HeapPage 是数据库中表的数据页,通常用于存储表中的多个记录(或称为行)。它是数据在磁盘上的物理存储单位之一,负责管理表中的数据。每个 HeapPage 包含了一定数量的记录,以及一些元数据用于管理和访问这些记录。
HeapPageId 是用于唯一标识一个 HeapPage 的标识符。它通常包含两个部分:表的标识符(TableId)和页的序号(pageNumber)。通过 HeapPageId,我们可以准确定位到数据库中的某个特定的数据页。
RecordId 则是用于唯一标识一个记录(或行)的标识符。它包含了一个 HeapPageId,用于指示记录所在的数据页,以及记录在该数据页中的偏移量(tupleNo)。通过 RecordId,我们可以唯一地标识和定位数据库中的某个记录。
每个表有一个HeapFile
,一个HeapFile
包含一组HeapPage
,每个HeapPage
由BufferPool.DEFAULT_PAGE_SIZE
个字节组成,并被划分为一组槽位,每个槽位可以放一个元组。此外,每个HeapPage
还会包含一个位图作为头,每一位标识每个槽位,为1则元组有效,否则为0(例如不存在或者被删除)。page存储在buffer pool中,但是由HeapFile
来读写。
因此,假设每个元组的大小为tuple size
个字节,那么加上位图中的一位,在page中就需要tuple size * 8 + 1
的空间。

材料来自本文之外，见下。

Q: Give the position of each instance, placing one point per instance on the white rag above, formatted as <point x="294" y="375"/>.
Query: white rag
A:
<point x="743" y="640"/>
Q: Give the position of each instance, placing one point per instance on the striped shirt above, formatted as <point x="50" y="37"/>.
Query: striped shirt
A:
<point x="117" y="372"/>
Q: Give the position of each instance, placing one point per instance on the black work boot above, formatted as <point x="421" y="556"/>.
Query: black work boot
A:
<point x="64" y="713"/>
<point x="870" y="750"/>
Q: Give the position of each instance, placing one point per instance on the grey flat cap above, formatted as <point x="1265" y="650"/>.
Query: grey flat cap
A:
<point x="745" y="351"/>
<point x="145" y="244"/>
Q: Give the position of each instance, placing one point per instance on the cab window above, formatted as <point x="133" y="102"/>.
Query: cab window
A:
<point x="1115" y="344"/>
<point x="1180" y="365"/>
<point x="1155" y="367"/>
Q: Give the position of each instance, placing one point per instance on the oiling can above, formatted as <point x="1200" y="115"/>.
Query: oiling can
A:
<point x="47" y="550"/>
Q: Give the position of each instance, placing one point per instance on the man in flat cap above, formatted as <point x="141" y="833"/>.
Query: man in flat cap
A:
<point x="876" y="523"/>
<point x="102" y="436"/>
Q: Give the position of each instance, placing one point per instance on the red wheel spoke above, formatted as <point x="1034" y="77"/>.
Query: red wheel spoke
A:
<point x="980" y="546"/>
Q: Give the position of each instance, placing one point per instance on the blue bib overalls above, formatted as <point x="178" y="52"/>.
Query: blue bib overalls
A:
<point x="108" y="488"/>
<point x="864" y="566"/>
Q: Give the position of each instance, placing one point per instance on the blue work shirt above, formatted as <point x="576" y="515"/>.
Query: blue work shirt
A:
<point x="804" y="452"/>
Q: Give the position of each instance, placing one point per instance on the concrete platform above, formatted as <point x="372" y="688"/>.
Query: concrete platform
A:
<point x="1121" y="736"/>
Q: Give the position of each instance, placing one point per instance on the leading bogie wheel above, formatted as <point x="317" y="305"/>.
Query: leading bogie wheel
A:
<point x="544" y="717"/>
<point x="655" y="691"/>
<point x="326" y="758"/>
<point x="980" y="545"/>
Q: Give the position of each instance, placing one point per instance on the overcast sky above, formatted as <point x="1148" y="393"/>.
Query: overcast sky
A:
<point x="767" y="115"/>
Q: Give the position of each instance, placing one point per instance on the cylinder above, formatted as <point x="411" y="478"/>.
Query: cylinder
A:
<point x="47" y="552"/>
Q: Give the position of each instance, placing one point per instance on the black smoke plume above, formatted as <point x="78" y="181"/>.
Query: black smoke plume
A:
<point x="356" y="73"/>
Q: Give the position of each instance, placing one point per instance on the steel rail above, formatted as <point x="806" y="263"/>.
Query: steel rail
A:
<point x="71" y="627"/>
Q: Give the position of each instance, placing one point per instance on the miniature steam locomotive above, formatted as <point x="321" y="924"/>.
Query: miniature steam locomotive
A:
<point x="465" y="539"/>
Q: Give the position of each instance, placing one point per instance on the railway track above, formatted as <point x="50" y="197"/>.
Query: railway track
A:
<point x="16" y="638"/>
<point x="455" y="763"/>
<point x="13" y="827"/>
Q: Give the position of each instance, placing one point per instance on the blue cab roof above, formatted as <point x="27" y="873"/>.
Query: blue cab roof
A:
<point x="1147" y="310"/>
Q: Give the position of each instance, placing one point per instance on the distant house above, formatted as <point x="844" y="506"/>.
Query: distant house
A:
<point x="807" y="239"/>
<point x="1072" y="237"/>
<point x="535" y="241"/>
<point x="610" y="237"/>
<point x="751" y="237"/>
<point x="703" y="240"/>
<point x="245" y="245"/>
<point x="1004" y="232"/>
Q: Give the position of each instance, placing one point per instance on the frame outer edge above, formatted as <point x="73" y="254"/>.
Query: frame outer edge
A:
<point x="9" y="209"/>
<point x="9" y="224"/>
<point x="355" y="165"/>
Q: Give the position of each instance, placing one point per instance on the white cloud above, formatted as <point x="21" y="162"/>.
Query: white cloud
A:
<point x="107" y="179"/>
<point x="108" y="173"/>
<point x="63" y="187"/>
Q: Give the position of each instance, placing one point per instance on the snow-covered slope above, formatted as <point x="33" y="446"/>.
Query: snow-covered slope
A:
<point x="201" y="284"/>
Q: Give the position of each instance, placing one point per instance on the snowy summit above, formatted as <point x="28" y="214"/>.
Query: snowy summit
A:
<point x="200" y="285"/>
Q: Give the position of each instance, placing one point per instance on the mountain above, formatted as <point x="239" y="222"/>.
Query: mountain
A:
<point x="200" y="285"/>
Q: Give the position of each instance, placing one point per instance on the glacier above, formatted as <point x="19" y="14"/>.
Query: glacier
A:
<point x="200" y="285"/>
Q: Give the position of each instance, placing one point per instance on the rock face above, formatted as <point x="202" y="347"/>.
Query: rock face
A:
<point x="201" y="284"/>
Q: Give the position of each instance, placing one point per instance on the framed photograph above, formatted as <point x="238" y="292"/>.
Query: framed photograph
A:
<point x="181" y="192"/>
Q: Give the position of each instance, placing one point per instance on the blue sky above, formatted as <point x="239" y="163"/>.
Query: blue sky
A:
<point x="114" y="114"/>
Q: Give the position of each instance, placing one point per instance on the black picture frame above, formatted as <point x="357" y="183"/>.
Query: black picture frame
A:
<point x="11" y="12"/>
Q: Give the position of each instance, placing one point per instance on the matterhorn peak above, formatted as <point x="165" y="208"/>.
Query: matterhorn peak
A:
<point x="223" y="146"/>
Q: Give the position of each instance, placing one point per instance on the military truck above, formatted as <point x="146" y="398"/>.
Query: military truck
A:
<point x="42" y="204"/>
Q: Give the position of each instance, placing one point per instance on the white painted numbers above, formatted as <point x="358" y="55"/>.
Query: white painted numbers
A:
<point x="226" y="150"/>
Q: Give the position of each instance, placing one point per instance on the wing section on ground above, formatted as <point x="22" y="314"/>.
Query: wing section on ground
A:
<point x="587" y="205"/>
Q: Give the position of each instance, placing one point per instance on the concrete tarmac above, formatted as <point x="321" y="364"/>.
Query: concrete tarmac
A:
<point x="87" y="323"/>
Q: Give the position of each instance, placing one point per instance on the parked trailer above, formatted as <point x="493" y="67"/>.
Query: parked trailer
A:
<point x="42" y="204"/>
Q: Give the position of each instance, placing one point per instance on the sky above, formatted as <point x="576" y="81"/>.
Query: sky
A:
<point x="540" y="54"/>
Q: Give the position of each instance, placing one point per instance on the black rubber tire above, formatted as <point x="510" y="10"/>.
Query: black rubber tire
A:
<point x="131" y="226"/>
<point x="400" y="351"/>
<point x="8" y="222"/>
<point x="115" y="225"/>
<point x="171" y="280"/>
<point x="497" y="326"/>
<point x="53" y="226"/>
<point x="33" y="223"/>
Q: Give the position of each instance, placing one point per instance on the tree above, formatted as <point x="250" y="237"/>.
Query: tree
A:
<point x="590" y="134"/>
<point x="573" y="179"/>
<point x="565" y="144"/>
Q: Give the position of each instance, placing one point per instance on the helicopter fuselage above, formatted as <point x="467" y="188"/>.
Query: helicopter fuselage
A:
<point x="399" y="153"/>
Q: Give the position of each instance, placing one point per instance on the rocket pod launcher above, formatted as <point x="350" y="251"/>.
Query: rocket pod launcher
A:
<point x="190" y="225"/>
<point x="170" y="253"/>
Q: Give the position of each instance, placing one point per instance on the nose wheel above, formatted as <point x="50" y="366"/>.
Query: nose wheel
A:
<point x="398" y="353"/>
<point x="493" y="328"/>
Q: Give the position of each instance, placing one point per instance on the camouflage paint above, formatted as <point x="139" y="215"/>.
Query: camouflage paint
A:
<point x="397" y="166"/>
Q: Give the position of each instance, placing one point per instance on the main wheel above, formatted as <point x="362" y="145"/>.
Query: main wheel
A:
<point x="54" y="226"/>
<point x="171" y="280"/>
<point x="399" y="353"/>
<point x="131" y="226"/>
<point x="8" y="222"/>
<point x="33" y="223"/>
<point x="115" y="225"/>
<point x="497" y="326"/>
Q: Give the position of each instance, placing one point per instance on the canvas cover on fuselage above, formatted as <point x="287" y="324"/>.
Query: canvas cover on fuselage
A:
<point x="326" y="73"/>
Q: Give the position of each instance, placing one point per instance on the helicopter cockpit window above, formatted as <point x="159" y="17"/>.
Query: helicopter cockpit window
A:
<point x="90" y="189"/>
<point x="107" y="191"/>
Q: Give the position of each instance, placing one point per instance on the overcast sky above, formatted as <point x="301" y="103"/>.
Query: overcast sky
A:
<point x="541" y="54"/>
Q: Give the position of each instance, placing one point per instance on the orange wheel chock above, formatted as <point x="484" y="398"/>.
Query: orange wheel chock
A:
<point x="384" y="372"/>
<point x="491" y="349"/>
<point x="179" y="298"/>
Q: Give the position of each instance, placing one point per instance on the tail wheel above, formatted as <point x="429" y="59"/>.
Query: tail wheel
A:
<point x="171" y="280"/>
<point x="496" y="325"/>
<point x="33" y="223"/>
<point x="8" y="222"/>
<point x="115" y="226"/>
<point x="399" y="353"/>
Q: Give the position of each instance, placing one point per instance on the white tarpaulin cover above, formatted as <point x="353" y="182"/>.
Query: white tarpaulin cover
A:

因此每个page中的元组数量为(floor向下取整):
tuples per page = floor((page size * 8) / (tuple size * 8 + 1))
求出元组数量,就可以获得头部位图的字节数(ceiling向上取整):
header bytes = ceiling(tuples per page / 8)
位图中每个字节的低位表示靠前的槽位,所以如果槽位的数量不是8的倍数,最后一个字节的可能有几个高位是无意义的。
所有JVM都是大端字节序
HeapPageId.java代码:
package simpledb.storage;
import java.util.Objects;
/**
* Unique identifier for HeapPage objects.
*/
public class HeapPageId implements PageId {
private int tableId;
private int pgNo;
/**
* Constructor. Create a page id structure for a specific page of a
* specific table.
*
* @param tableId The table that is being referenced
* @param pgNo The page number in that table.
*/
public HeapPageId(int tableId, int pgNo) {
// TODO: some code goes here
this.tableId = tableId;
this.pgNo = pgNo;
}
/**
* @return the table associated with this PageId
*/
public int getTableId() {
// TODO: some code goes here
return tableId;
}
/**
* @return the page number in the table getTableId() associated with
* this PageId
*/
public int getPageNumber() {
// TODO: some code goes here
return pgNo;
}
/**
* @return a hash code for this page, represented by a combination of
* the table number and the page number (needed if a PageId is used as a
* key in a hash table in the BufferPool, for example.)
* @see BufferPool
*/
public int hashCode() {
// TODO: some code goes here
return Objects.hash(getPageNumber(), getTableId());
}
/**
* Compares one PageId to another.
*
* @param o The object to compare against (must be a PageId)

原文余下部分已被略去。